Bu yönüyle Sayın Bakan, değerli milletvekili arkadaşlarım; Cumhuriyet Halk Partisi Grubu olarak Plan ve Bütçe Komisyonumuza 1 önergemiz var, bu konuda katkınızı ve desteğinizi bekliyoruz. Amacı halka direkt hizmet etmek olan -yerel yönetimler olduğu için- bütün bu mali meselelerin Türkiye Büyük Millet Meclisinde geniş bir katılımla çözülmesi gerektiğine inanıyoruz. Özellikle 51 ilin bütünşehir olması noktasında Cumhuriyet Halk Partisi Grubu olarak her türlü katkıyı ve desteği vermeye hazırız. Çünkü 51 ilde yaşayan vatandaş Yaşar Tüzün'le yani ilde yaşayan vatandaş Yaşar Tüzün'le büyükşehirde yaşayan vatandaş Yaşar Tüzün arasında katılım payının ne kadar farklı olduğunu hepiniz biliyorsunuz. Dolayısıyla kamu düzeni bütünlüğü açısından 51 ilin de -bütünşehir kapsamında- bütünşehir olarak hayata geçmesi ve kamu düzeni bütünlüğü açısından önemli olduğunu ifade etmek istiyoruz.

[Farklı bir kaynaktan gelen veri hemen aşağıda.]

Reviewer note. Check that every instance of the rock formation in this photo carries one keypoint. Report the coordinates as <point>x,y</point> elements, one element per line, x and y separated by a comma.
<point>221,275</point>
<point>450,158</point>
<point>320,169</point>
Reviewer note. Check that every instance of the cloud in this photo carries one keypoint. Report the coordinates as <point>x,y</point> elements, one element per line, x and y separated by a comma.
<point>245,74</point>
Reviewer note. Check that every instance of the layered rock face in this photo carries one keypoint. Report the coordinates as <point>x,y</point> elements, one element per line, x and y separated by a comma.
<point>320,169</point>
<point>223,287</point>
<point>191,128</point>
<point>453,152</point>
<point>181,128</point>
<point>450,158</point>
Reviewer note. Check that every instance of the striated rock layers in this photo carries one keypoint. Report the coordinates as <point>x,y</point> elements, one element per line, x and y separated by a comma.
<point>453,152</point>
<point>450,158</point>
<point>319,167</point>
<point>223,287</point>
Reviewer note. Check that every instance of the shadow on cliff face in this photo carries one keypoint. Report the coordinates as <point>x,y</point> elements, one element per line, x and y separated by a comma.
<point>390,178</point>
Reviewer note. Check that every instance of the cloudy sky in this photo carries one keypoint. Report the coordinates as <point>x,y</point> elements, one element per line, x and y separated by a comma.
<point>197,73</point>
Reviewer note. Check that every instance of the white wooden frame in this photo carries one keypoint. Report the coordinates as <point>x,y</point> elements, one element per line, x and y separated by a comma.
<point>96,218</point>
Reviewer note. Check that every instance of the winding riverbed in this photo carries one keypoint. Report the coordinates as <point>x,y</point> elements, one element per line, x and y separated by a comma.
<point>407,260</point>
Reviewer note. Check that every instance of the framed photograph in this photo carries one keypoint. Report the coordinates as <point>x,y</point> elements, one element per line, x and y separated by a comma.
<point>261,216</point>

Sayın Başkan, değerli milletvekilleri; elbette bunları yaparken -amaç- halk iradesine sahip çıkmak, halkın istediği, seçtiği belediye başkanlarına sahip çıkmak gerektiğini o halkın bizzat kendisi söylüyor ama siyasi irade, uygulamalarında bunu yerine getirmiyor. Gerçi ülkemizde -yaşanan- "halkın iradesi" cümlesinin de bir anlamı kalmadığını hepimiz biliyoruz. Halkın iradesiyle sandıkta kazanamadığınız belediye başkanlarını türlü oyunlarla ya içeri atıyorsunuz ya rozet takıyorsunuz. Rozet takma tiyatrolarına da "demokrasi şöleni" diyorsunuz. Bu, gerçekten bir ikiyüzlülüktür. Bu, gerçekten bir utanmazlıktır. Bayrampaşa'da, İstanbul Bayrampaşa ilçesinde sandıkta seçimi kaybettiniz, belediye meclisinde seçimi kaybettiniz, yetmedi, kurada seçimi kaybettiniz; sandıklarda kaybettiğiniz seçimleri ayak oyunlarıyla geri aldınız. Gerçekten bu ne yüzsüzlüktür demeden geçemeyeceğim. Ülkeyi kötü yönettiniz, ekonomiyi batırdınız. Şimdi ise CHP'li belediyelere haksız hukuksuz operasyonlar yaparak koltuklarınızda rahat oturmaya mı çalışıyorsunuz? Evet, gerçekten belediyelerimize darbe yapıyorsunuz, seçmenlerimize darbe yapıyorsunuz. Uygulamalarda maalesef itiraf etmem gerekir ki Kenan Evren'i bile geçtiniz.
Yargıyı iktidarınızın sopası yaptınız, o sopayı rakiplerinize sallıyorsunuz. Unutmayın, ayarını bozduğunuz kantar, gün gelir, o kantar sizi de tartar. Adalet ve Kalkınma Partisine geçen belediye başkanlıkları dokunulmazlık mı kazanıyor, gerçekten bunu merak ediyoruz.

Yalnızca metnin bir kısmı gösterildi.